COTS vs Custom Parts

COTS stands for Commercial Off-The-Shelf. In FRC, this refers to any part you buy from a vendor and use as-is (or close to it). A custom part is anything your team designs and fabricates. Knowing when to buy and when to make is one of the most important practical decisions during build season.

When to buy (COTS)

Situation
Example

A commercial part does exactly what you need

Swerve modules, MAXPlanetary gearboxes, bearings, wheels

You're short on fabrication time

Buying a gearbox is faster and more reliable than designing a custom gear reduction

The part is a commodity item

Bolts, nuts, bearings, sensors, raw aluminum stock

Reliability matters more than optimization

COTS parts are tested by thousands of teams.
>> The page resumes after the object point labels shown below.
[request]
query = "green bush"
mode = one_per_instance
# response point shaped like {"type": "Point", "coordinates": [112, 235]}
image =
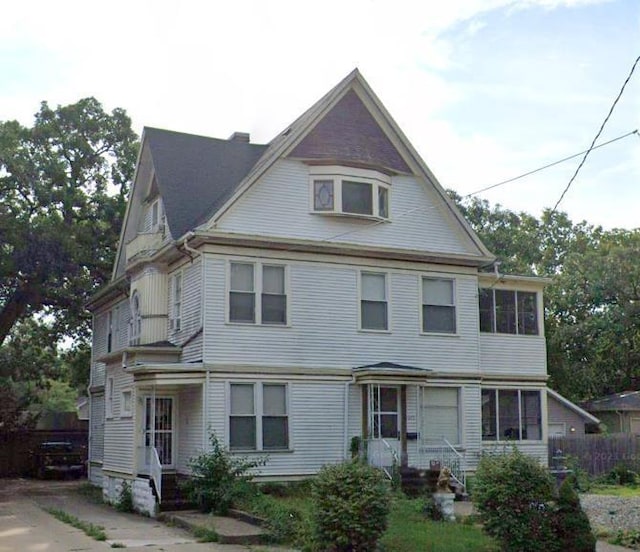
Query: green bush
{"type": "Point", "coordinates": [572, 527]}
{"type": "Point", "coordinates": [513, 494]}
{"type": "Point", "coordinates": [350, 507]}
{"type": "Point", "coordinates": [218, 478]}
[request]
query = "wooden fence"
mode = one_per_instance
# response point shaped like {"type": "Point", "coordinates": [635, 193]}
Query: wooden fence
{"type": "Point", "coordinates": [596, 454]}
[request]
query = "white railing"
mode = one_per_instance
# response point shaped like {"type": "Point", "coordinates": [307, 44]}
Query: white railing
{"type": "Point", "coordinates": [149, 464]}
{"type": "Point", "coordinates": [432, 454]}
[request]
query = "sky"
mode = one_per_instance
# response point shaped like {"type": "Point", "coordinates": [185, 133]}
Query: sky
{"type": "Point", "coordinates": [485, 90]}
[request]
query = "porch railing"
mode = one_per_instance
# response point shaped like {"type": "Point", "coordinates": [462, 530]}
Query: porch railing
{"type": "Point", "coordinates": [443, 454]}
{"type": "Point", "coordinates": [149, 464]}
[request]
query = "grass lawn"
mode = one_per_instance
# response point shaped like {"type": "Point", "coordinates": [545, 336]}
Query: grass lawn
{"type": "Point", "coordinates": [615, 490]}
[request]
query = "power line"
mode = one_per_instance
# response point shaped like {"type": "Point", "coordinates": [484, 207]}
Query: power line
{"type": "Point", "coordinates": [552, 164]}
{"type": "Point", "coordinates": [606, 119]}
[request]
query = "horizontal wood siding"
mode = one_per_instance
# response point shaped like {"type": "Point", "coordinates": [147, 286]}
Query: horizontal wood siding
{"type": "Point", "coordinates": [189, 426]}
{"type": "Point", "coordinates": [191, 316]}
{"type": "Point", "coordinates": [279, 205]}
{"type": "Point", "coordinates": [324, 324]}
{"type": "Point", "coordinates": [119, 430]}
{"type": "Point", "coordinates": [513, 355]}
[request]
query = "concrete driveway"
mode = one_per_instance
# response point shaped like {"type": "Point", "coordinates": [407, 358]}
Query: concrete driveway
{"type": "Point", "coordinates": [25, 525]}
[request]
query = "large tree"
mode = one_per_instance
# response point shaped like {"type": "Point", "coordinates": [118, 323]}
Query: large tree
{"type": "Point", "coordinates": [63, 189]}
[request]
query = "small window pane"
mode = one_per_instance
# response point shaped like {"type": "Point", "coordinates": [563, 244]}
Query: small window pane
{"type": "Point", "coordinates": [274, 400]}
{"type": "Point", "coordinates": [242, 400]}
{"type": "Point", "coordinates": [485, 303]}
{"type": "Point", "coordinates": [373, 287]}
{"type": "Point", "coordinates": [274, 309]}
{"type": "Point", "coordinates": [357, 198]}
{"type": "Point", "coordinates": [505, 311]}
{"type": "Point", "coordinates": [275, 433]}
{"type": "Point", "coordinates": [437, 292]}
{"type": "Point", "coordinates": [241, 307]}
{"type": "Point", "coordinates": [383, 202]}
{"type": "Point", "coordinates": [509, 419]}
{"type": "Point", "coordinates": [438, 319]}
{"type": "Point", "coordinates": [323, 195]}
{"type": "Point", "coordinates": [273, 279]}
{"type": "Point", "coordinates": [374, 315]}
{"type": "Point", "coordinates": [241, 277]}
{"type": "Point", "coordinates": [489, 415]}
{"type": "Point", "coordinates": [527, 313]}
{"type": "Point", "coordinates": [242, 433]}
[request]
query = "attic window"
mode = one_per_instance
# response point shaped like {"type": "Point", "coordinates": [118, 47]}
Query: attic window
{"type": "Point", "coordinates": [351, 192]}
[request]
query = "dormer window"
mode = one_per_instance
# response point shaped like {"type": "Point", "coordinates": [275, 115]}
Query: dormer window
{"type": "Point", "coordinates": [350, 191]}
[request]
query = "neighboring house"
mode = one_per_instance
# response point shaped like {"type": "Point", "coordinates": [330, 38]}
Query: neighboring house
{"type": "Point", "coordinates": [293, 296]}
{"type": "Point", "coordinates": [619, 412]}
{"type": "Point", "coordinates": [566, 418]}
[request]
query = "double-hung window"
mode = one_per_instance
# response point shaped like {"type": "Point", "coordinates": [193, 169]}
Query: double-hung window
{"type": "Point", "coordinates": [511, 414]}
{"type": "Point", "coordinates": [250, 280]}
{"type": "Point", "coordinates": [258, 416]}
{"type": "Point", "coordinates": [508, 311]}
{"type": "Point", "coordinates": [374, 312]}
{"type": "Point", "coordinates": [176, 302]}
{"type": "Point", "coordinates": [438, 305]}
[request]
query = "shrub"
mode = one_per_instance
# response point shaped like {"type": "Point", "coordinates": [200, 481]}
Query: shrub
{"type": "Point", "coordinates": [218, 478]}
{"type": "Point", "coordinates": [124, 503]}
{"type": "Point", "coordinates": [513, 494]}
{"type": "Point", "coordinates": [350, 507]}
{"type": "Point", "coordinates": [572, 527]}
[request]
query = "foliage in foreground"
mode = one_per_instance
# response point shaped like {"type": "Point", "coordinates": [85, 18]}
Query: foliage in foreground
{"type": "Point", "coordinates": [218, 478]}
{"type": "Point", "coordinates": [94, 531]}
{"type": "Point", "coordinates": [350, 506]}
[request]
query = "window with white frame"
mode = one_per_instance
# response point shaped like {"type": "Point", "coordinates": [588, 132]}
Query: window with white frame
{"type": "Point", "coordinates": [373, 301]}
{"type": "Point", "coordinates": [440, 415]}
{"type": "Point", "coordinates": [438, 305]}
{"type": "Point", "coordinates": [108, 396]}
{"type": "Point", "coordinates": [508, 311]}
{"type": "Point", "coordinates": [266, 281]}
{"type": "Point", "coordinates": [511, 414]}
{"type": "Point", "coordinates": [135, 323]}
{"type": "Point", "coordinates": [350, 191]}
{"type": "Point", "coordinates": [126, 403]}
{"type": "Point", "coordinates": [258, 416]}
{"type": "Point", "coordinates": [176, 302]}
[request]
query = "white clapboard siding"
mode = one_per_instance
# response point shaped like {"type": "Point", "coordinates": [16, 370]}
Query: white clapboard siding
{"type": "Point", "coordinates": [316, 427]}
{"type": "Point", "coordinates": [323, 328]}
{"type": "Point", "coordinates": [119, 429]}
{"type": "Point", "coordinates": [189, 430]}
{"type": "Point", "coordinates": [513, 354]}
{"type": "Point", "coordinates": [279, 205]}
{"type": "Point", "coordinates": [191, 315]}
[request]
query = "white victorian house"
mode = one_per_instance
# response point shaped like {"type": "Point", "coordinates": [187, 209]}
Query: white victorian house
{"type": "Point", "coordinates": [293, 296]}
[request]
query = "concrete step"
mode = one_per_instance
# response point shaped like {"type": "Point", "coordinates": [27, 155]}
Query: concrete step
{"type": "Point", "coordinates": [229, 530]}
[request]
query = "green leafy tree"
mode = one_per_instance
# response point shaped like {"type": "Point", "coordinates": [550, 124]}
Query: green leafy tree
{"type": "Point", "coordinates": [63, 189]}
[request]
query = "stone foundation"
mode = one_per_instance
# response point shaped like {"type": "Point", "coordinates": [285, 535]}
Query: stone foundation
{"type": "Point", "coordinates": [144, 502]}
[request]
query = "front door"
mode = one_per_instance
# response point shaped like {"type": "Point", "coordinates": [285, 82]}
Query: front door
{"type": "Point", "coordinates": [159, 424]}
{"type": "Point", "coordinates": [384, 425]}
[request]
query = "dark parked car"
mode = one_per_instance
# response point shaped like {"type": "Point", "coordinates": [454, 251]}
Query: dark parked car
{"type": "Point", "coordinates": [58, 459]}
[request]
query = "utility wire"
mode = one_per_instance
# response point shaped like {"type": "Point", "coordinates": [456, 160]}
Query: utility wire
{"type": "Point", "coordinates": [606, 119]}
{"type": "Point", "coordinates": [552, 164]}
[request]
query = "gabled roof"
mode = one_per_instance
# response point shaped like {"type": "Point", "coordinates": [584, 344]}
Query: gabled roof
{"type": "Point", "coordinates": [627, 400]}
{"type": "Point", "coordinates": [196, 174]}
{"type": "Point", "coordinates": [572, 406]}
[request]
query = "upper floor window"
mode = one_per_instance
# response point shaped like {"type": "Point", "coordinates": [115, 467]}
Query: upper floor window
{"type": "Point", "coordinates": [508, 311]}
{"type": "Point", "coordinates": [248, 281]}
{"type": "Point", "coordinates": [373, 301]}
{"type": "Point", "coordinates": [438, 305]}
{"type": "Point", "coordinates": [350, 191]}
{"type": "Point", "coordinates": [511, 414]}
{"type": "Point", "coordinates": [176, 302]}
{"type": "Point", "coordinates": [135, 324]}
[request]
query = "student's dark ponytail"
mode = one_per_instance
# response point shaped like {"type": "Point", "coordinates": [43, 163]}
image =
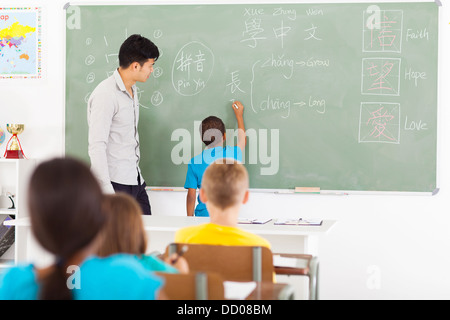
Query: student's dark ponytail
{"type": "Point", "coordinates": [54, 285]}
{"type": "Point", "coordinates": [65, 210]}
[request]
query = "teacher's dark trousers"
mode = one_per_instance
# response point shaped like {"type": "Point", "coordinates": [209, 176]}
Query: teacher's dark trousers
{"type": "Point", "coordinates": [138, 192]}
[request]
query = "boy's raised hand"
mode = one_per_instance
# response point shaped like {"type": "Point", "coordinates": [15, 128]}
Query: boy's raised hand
{"type": "Point", "coordinates": [238, 108]}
Your custom version is tested by one.

When to make (custom)

Situation
Example

No commercial part fits your geometry

A mounting plate that needs specific hole patterns for your frame layout

The COTS option is too heavy or bulky

A custom bracket that combines two functions into one lighter part

Integration is cleaner with a single custom part

A plate that serves as both a gearbox face and a structural mount, reducing part count

You have the tools and skills to do it well

CNC'd plates, laser-cut parts, well-designed 3D prints

To help put this in context, here is a rough breakdown of what's typically COTS and what's typically custom on most competitive robots:

  • Motors (Kraken X60, X44)

  • Gearboxes (MAXPlanetary)

  • Swerve modules

  • Bearings, shafts, shaft collars

  • Wheels

  • Hardware (bolts, nuts, rivets)

  • Sensors and electronics

  • Raw material stock (aluminum tube, sheet, hex bar)

Good to know

  • If you modify a COTS part (for example, drilling extra holes in a bracket you bought), it becomes a custom part in the eyes of FRC rules. This usually doesn't matter, but be aware of it.

  • Having parts fabricated by an outside service like SendCutSend is allowed, but the design has to be your team's work.

  • Keep a Bill of Materials (BOM) that tracks what you bought and what it cost. Some awards and events ask for this.